You will need
- - eggs;
- - sugar or sugar;
- acid.
Instruction
1
Freshness acluche just beat the eggs that are at least 3-4 days. Fresh egg protein "thicker" and whipped harder, giving less volume. The eggs are "older" protein thinner, and though the foam from it less stable, but its more.
2
The office will alcapone that separate chilled white from the yolk much easier than warm, so keep eggs in the refrigerator until the moment you are going to break them. Don't let any yolk into the bowl with the squirrels, he will not allow them to take the right amount. If still a bit of it fall into the tank, remove the patches with half the eggshell. In any case, do not try this with your fingers, even if you believe in their absolute purity. Your skin always has some fat, but it also prevents the formation of foam.
3
Temperature belcaire the whisking, bring the whites to room temperature. Yes, the cold whites whipped faster, but give a warm rich lush and persistent foam, they have more air bubbles.
4
Postapostolic spotlessly clean and dry bowl of glass, stainless steel or copper. Plastic utensils often absorb fat and moisture. Even a few drops of water can ruin your meringue. It is therefore not recommended to beat squirrels in areas with high humidity.
5
Speed mixerlayout beat the protein at low speed, gradually moving to the middle. The more you whip the foam, the smaller the bubbles in it and the more they produce more, which increases the volume and gives a stable structure.
6
Introduction Saharan introduce sugar or powdered sugar before I start whipping protein.
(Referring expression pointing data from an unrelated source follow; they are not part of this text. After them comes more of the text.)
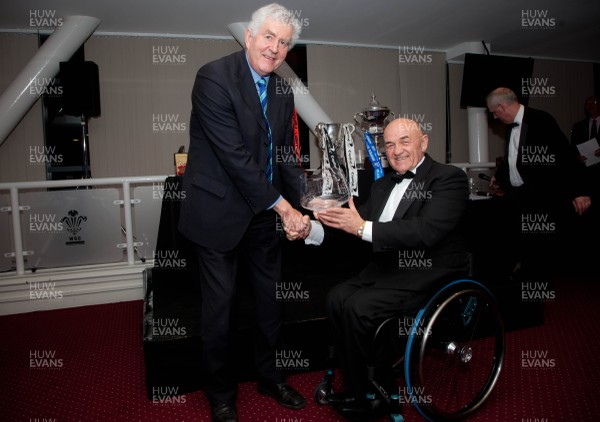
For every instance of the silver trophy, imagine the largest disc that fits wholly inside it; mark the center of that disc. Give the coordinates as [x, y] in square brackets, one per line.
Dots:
[327, 186]
[373, 120]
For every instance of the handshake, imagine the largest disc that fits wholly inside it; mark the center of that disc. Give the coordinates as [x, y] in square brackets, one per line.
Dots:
[297, 227]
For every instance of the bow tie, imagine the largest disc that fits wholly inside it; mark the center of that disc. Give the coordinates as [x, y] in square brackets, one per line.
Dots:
[397, 177]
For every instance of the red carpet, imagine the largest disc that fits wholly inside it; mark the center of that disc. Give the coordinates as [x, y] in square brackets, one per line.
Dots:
[87, 364]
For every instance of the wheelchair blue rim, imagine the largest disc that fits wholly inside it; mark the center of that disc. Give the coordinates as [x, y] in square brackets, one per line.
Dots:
[410, 342]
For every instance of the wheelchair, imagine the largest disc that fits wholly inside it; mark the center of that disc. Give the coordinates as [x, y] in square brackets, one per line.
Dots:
[449, 353]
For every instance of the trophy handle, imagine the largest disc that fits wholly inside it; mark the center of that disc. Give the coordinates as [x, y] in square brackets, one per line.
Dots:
[358, 114]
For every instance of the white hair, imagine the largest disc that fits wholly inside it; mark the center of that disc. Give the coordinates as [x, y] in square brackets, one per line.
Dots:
[280, 14]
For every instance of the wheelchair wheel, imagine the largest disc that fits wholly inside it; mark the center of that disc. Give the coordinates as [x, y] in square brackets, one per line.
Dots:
[454, 353]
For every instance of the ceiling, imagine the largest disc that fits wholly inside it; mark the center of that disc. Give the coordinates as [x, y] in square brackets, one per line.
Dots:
[561, 29]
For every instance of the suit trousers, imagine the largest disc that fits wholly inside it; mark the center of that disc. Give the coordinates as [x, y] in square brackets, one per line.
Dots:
[356, 307]
[259, 250]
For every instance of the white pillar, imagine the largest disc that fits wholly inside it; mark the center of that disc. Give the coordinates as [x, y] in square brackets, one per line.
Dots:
[18, 98]
[477, 116]
[478, 134]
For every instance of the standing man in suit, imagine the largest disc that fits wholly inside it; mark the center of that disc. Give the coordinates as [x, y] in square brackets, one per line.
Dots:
[412, 219]
[235, 192]
[542, 184]
[582, 131]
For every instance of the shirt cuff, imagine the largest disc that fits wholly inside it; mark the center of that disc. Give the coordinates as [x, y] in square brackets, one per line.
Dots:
[368, 232]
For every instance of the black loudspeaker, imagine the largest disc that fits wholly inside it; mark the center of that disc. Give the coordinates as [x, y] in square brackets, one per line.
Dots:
[81, 88]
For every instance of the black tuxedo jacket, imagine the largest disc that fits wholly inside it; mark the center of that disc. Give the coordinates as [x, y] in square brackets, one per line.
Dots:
[427, 225]
[545, 160]
[224, 181]
[580, 132]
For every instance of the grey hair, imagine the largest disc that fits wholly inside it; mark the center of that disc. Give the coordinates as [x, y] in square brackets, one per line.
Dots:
[501, 96]
[280, 14]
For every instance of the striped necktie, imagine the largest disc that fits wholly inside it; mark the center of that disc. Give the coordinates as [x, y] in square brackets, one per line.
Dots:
[262, 85]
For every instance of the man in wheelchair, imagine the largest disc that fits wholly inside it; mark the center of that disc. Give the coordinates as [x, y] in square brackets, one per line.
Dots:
[412, 218]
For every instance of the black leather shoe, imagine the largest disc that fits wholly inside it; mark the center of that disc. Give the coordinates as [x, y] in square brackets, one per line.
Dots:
[362, 410]
[340, 398]
[223, 412]
[283, 393]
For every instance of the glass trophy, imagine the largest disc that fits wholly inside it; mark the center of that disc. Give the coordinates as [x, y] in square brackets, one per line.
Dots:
[325, 188]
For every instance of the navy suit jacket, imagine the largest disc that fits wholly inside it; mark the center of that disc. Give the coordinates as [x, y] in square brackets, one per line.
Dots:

Such actions will lead to the fact that the time you spend on getting a stable foam will be doubled. On average, one protein put at least 2 tablespoons of sugar. When you pour all the sand, still whisking, take some foam and RUB between your fingers. It should feel smooth with no grains, but not too hard. If you feel the crystals of sugar, continue whisking until they dissolve.
7
Stabilizatoriaus, such as lemon juice, cream of Tartar or vinegar, will serve as foam stabilizer. Use about ½ teaspoon of one of these ingredients for every 4 protein.